With the aim to achieve compatibility to a wide range of 3rd party software, Baumer did not introduce custom image formats. The raw polarized data is transferred using the standard formats Mono8, Mono10, Mono12 or Mono12p.

Further, the camera offers features necessary for the calibration of the camera inside the category “Calibration Control”. Those features come filled with Baumer calibrated values. If necessary a “DeviceResetToDeliveryState” will reset the values to the calibrated values provided by Baumer.

 GenICam Custom Baumer Features CalibrationControl Category CalibrationAngleOfPolarizationOffset (R/W) The “CalibrationAngleOfPolarizationOffset” can be used to change the offset of the polarization angle to correct manufacturing tolerances as well as deviations in a camera system. CalibrationMatrixValue (R/W) The calibrated matrix to correct sensor effects and increase the accuracy of the polarization measurements. Usually the values should not be changed by the customer. CalibrationMatrixValueSelector (R/W)

Notice

The features “CalibrationAngleOfPolarizationOffset” and “CalibrationMatrixValue” are written directly to the camera flash memory. This is compared to a normal feature access quite slow. Changing this values very regularly can also reduce the maximum lifetime of the flash memory.
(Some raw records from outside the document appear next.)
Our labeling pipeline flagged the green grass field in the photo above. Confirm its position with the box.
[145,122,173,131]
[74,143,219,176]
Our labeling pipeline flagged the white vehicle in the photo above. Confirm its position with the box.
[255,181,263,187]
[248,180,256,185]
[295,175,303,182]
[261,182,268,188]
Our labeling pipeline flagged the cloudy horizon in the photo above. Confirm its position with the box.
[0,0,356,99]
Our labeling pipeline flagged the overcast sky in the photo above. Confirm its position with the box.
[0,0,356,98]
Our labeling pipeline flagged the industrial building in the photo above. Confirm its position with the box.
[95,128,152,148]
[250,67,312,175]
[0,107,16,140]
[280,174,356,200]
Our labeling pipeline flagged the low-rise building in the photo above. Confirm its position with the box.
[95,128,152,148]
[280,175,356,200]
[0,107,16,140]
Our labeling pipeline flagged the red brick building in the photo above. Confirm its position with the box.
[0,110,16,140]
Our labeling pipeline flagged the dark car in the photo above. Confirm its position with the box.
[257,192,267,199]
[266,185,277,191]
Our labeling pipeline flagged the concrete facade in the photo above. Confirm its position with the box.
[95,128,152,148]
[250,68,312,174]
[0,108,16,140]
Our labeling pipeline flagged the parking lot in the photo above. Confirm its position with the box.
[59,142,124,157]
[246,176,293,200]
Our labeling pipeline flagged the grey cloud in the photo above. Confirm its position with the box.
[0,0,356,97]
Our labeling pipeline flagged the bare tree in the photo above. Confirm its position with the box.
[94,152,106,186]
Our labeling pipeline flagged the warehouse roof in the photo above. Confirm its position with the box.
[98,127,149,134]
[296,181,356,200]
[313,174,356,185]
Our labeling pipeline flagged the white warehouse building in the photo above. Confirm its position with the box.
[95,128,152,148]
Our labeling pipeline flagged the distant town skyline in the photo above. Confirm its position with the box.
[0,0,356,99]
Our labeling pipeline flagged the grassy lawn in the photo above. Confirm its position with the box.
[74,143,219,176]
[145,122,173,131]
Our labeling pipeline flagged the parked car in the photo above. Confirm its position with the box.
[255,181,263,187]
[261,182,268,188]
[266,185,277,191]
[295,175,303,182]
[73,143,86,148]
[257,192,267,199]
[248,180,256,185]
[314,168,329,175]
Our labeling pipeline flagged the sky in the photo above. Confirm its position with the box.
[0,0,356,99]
##### Description of the Baumer GAPI SDK Features to calculate the polarization data

The calculation of the different polarization formats are done on the host system using the Baumer GAPI SDK.

The examples:

• 020_Polarized_SinglePart
• 021_Polarized_MultiPart

show step-by-step how this is done.

Notice

The calculation of the polarization formats is very demanding. To achieve a good performance the AVX2 vector extension of the processor is used. This is available from the Intel Haswell and AMD Excavator architectures onwards. Without AVX2 the performance of the algorithm will be reduced drastically.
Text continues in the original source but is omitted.